SSR bands generated near expected product size were scored visually for all 75 genotypes of Soybean. The band size of amplified products was determined by comparing with 100 bp DNA ladder (Fermentas, Life Sciences, USA). The SSR bands scored in soybean genotypes was subjected to statistical analysis. Major allele frequency, gene diversity, heterozygosity and polymorphic information content (PIC) for each locus for SSR markers were calculated using Power Marker 3.25 [22]. In addition, genetic distances across the soybean genotypes were calculated using Power Marker 3.25, and a phylogenetic tree was constructed and viewed in Mega version 6 [23] . Principle Coordinate Analysis (PCoA) and Analysis of Molecular Variance (AMOVA) were performed using software GenAlEx V6.5 [24]. The model-based program, STRUCTURE 2.3.3 [25] was used to infer the population structure.

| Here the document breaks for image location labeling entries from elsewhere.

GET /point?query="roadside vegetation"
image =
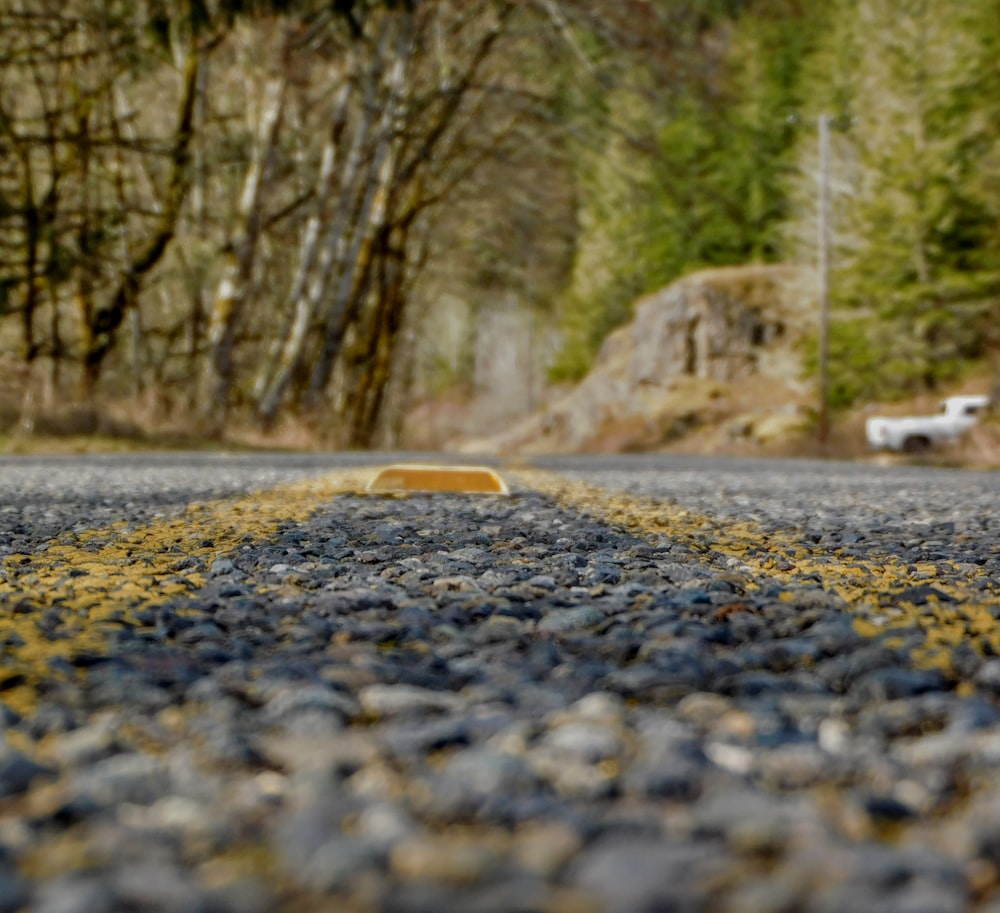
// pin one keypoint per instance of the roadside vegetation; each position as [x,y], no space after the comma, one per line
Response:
[289,220]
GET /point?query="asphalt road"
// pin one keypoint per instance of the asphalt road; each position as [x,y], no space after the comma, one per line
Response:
[617,646]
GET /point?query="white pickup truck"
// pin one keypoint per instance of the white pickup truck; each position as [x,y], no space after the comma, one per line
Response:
[918,433]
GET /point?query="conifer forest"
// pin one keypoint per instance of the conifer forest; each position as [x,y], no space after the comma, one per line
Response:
[245,210]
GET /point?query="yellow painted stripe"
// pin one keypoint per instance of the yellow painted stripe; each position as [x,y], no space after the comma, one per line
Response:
[100,578]
[873,588]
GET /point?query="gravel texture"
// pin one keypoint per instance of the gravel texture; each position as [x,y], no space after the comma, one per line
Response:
[664,698]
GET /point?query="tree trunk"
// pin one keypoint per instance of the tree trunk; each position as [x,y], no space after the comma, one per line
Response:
[371,219]
[304,296]
[231,292]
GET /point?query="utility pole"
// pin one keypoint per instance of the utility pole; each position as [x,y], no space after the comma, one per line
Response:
[823,276]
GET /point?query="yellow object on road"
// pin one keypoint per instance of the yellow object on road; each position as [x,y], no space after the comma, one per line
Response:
[459,479]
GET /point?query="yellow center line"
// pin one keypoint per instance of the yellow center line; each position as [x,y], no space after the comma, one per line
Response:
[875,588]
[98,579]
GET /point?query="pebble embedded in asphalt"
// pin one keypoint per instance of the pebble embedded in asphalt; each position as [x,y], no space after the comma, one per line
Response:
[437,703]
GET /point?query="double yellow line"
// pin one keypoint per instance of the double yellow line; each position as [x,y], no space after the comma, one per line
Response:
[67,598]
[887,593]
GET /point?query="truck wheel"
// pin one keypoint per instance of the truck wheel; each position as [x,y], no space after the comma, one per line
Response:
[916,443]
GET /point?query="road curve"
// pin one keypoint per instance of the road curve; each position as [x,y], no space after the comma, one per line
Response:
[238,683]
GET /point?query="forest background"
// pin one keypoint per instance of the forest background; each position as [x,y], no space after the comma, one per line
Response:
[323,213]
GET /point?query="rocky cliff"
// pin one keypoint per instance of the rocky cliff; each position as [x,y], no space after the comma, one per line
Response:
[720,348]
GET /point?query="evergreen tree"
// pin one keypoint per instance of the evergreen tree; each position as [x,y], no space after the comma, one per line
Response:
[915,227]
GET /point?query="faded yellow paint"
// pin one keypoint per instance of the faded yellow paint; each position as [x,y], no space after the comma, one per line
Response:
[100,578]
[873,588]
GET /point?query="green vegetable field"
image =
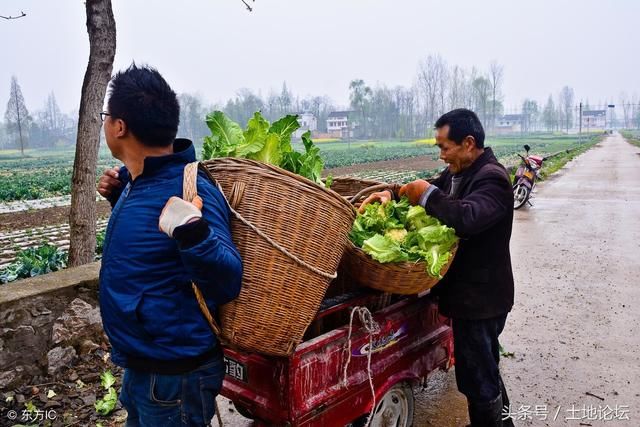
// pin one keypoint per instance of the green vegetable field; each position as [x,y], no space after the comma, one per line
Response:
[41,174]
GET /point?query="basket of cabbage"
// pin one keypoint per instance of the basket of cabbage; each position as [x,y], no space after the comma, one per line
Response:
[399,248]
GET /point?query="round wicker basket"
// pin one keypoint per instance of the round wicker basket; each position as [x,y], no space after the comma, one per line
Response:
[291,234]
[405,278]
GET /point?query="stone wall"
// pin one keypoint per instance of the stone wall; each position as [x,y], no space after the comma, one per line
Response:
[45,321]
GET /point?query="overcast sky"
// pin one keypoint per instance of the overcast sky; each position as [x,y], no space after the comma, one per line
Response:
[213,48]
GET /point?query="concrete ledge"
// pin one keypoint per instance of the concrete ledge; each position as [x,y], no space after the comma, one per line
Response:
[29,309]
[86,275]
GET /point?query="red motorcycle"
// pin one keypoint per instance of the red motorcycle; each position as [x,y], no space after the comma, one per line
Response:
[525,178]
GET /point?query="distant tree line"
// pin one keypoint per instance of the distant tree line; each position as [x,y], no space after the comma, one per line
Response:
[47,127]
[377,112]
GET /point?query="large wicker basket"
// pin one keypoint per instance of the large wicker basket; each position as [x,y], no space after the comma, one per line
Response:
[395,277]
[291,235]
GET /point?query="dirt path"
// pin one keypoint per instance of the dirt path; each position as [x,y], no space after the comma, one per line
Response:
[57,215]
[574,328]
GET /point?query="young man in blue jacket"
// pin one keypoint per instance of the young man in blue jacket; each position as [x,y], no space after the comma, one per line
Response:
[474,196]
[156,244]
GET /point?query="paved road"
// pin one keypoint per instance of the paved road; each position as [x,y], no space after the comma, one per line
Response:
[574,328]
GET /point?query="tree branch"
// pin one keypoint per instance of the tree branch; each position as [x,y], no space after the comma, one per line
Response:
[247,4]
[14,17]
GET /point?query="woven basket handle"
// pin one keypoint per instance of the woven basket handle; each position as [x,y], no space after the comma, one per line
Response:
[237,192]
[189,192]
[377,187]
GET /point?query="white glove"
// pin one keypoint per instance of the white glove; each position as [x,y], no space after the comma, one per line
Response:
[178,212]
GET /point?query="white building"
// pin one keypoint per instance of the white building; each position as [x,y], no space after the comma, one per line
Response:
[307,122]
[509,123]
[340,124]
[594,119]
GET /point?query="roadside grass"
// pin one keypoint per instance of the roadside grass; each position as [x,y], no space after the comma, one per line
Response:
[632,136]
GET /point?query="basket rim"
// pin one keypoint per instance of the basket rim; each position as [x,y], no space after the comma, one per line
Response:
[401,264]
[312,185]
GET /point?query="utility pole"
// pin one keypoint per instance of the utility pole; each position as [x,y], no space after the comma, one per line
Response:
[580,128]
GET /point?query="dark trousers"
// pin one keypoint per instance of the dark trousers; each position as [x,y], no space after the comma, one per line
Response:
[477,355]
[154,400]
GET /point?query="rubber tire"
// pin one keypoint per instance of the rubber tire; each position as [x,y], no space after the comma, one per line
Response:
[527,193]
[402,390]
[243,411]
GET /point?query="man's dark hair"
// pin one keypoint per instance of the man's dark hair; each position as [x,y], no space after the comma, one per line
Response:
[462,123]
[142,98]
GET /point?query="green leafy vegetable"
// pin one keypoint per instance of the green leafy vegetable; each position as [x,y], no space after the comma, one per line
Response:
[108,403]
[263,142]
[33,262]
[397,232]
[107,379]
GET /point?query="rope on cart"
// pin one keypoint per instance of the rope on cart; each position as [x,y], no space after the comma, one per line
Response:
[371,327]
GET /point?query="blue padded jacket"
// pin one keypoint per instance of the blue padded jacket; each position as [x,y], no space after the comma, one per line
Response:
[148,308]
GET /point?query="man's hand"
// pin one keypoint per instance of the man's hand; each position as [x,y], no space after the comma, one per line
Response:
[178,212]
[414,190]
[382,197]
[109,181]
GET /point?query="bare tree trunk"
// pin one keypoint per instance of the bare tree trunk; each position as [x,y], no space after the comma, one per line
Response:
[101,27]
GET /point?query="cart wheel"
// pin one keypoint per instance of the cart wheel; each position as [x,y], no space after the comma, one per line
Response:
[395,409]
[244,411]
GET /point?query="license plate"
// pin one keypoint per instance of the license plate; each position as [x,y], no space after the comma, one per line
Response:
[235,369]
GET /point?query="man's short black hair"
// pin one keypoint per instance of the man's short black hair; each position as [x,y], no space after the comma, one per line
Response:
[462,123]
[142,98]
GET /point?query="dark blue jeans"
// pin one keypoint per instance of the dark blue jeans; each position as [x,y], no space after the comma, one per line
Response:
[477,355]
[155,400]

For each K, three replications were run. Each run was implemented over a burn-in period of 100,000 steps with 100,000 Monte Carlo Markov Chain replicates. The membership of each genotype was run for a range of genetic clusters from the value of K = 1 to 20 by taking admixture model and correlated allele frequency into account. LnPD derived for each K was then plotted to find the plateau of the ΔK values [26]. The “Structure harvester” program was used (http: //taylor0. biology.ucla.edu) to determine the final population. Venn diagram analysis was performed to identify common accessions between cluster and population using software Venny 2.1 [27].

Results

Total 21 SSR primers were used for genetic diversity study of 75 soybean genotypes. A total of 60 alleles were amplified with an average of 2.85 alleles per locus. The number of alleles amplified per SSR primer varied from 2 to 4 (Table 2) and maximum numbers of alleles were amplified with primer Sat180, Sat600, Sat554 and Sat478 (four alleles). Gene diversity varied from 0.72 (Satt 180) to 0.11 (Satt 389 and Satt 285) with a mean value of 0.43. The heterozygosity ranged from 0.00 (Satt385, Satt415, Satt277, Satt183, Satt247, Satt584) to 0.98 (Satt 306). Major allele frequency was lowest for Satt180 (0.35) and maximum for Satt389 and Satt285 (0.94). The maximum PIC was observed for primer Satt 180 (0.66) and the minimum was observed for Satt285 and Satt389 (0.10) with a mean value of 0.36. (Table 2).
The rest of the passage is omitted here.